Fruit Quality, Antioxidant Capacity, Related Genes, and Enzyme Activities in Strawberry (Fragaria ×ananassa) Grown under Colored Plastic Films

Abstract

The influence of colored plastic films (red, yellow, green, blue, and white) on fruit quality, antioxidant capacity, and gene transcripts was studied in greenhouse-grown strawberries. Fruits grown under white plastic film were used as the controls. Results indicated that there was no difference in single fruit weight due to colored plastic films in the present study. The colored plastic films had significant effects on sugar and organic acid content. The content of total sugar (SUG) was increased by 10.39% and total organic acid (ACID) was decreased by 16.58% in fruit grown under blue plastic film compared with the controls. Fruit grown under blue plastic film had significantly higher SUG content and lower ACID content than fruit subjected to yellow and green plastic films and had the highest SUG/ACID ratio of 11.46. Colored plastic films had significant effects on bioactive compound (anthocyanin, flavonoid, phenolic) content and antioxidant capacity. The highest level of bioactive compound content was detected under red plastic film.
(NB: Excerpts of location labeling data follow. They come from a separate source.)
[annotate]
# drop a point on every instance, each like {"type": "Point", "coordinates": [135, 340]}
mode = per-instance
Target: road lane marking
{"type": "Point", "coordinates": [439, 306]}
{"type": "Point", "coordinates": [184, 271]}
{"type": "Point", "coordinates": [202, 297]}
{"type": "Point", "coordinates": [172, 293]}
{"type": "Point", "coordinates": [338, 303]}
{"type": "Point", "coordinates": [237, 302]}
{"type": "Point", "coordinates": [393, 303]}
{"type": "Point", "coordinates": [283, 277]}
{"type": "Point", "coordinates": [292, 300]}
The content of total phenolics, total flavonoids, and total anthocyanin (TAC) in fruits grown under red plastic film was respectively 23.10%, 25.37%, and 74.11% higher than that of the fruits grown under the control. The antioxidant capacities were highest in fruits grown under red plastic film. Fruits grown under red and yellow films had higher sucrose phosphate synthase (SPS) and sucrose synthase (SS) activity than those fruit covered with green, blue, and white plastic films at whole fruit development stages. Acid invertase (AI) activity was high in fruit grown under green plastic film and declined during development. Blue plastic film had mainly increased the FaSPS and FaAI transcript at the green stage, and decreased the expression of FaSS. It is proposed that colored plastic films can regulate the expression of genes involved in the flavonoid biosynthesis pathway, especially FaPAL, FaF3H, FaFGT, and FaMYB10, at half-red and red stages.